中国、トランプ大統領の「米国第一」政策が米国民に打撃与えている

  • 「米国の貿易政策当局者には国民の不満が聞こえないようだ」-人民
  • 大統領の政策に対する異例の直接的批判を展開
Photographer: Andrew Harrer/Bloomberg
Photographer: Andrew Harrer/Bloomberg

中国共産党の機関紙、人民日報はトランプ米大統領が掲げる「米国第一」政策が米国民に打撃を与えて同国内で不満をあおっていると指摘し、同大統領の政策に対する異例の直接的批判を展開した。

  16日付の人民日報は論説欄で「米外交の実践を1年余り見てきて、同国が『米国第一』のスローガンの下で進んでいるのが見られたが、同政策の恩恵を感じていない国民からの不満の声は強まりつつある」と記し、「奇妙なことに、米国の貿易政策当局者には聞こえていないようだ」と付け加えた。

  人民日報は約9000万人の党員に指導部の見解を伝える最も知名度の高いメディアで、同日付けの紙面には習近平国家主席が15日ぶりに1面に登場し、党指導部が黄海のリゾート地の北戴河での毎年恒例の政策会議を終えた兆しを伝えた。

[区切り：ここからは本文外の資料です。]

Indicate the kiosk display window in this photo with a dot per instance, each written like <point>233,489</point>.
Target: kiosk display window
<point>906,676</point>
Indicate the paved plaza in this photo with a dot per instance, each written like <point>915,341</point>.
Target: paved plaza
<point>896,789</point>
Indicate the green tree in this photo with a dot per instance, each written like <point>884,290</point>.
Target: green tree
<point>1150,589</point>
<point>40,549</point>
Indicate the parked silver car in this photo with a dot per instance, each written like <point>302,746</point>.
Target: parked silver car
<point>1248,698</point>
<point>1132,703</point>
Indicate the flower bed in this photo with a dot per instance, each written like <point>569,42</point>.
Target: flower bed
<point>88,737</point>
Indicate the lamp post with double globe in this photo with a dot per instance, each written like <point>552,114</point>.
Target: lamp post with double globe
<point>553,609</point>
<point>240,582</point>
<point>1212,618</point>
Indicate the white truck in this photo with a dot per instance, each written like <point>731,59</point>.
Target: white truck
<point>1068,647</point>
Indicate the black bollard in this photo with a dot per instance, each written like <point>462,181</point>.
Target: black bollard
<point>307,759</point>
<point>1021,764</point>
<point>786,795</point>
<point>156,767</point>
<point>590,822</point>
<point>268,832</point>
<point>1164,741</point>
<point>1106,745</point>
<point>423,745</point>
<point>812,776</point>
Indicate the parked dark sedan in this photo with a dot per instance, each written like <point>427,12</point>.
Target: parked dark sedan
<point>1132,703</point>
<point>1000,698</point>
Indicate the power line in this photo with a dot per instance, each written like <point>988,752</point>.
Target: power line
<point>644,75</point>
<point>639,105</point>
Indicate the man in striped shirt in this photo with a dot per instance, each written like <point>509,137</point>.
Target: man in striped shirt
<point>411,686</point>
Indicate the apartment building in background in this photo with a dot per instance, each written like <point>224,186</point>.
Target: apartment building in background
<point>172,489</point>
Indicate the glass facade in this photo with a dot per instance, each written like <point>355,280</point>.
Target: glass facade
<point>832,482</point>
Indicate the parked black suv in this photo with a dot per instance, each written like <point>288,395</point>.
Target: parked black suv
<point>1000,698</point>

  この論説の筆者は人民日報国際部が使用するペンネームである「鐘声」とされている。ワシントンのシンクタンク、センター・フォー・アドバンスト・チャイナ・リサーチのプレジデント、デービッド・ギッター氏はこのペンネームについて、「中国共産党が他国に警告を発したり、外国の反対派を攻撃するために使われるケースが多い」と指摘。16日の論説は本質的に、貿易戦争で「トランプ氏が先に目をつぶる必要があるというメッセージを送っている」と分析した。

原題:China Says Trump’s ‘America First’ Policies Are Hurting U.S.(抜粋)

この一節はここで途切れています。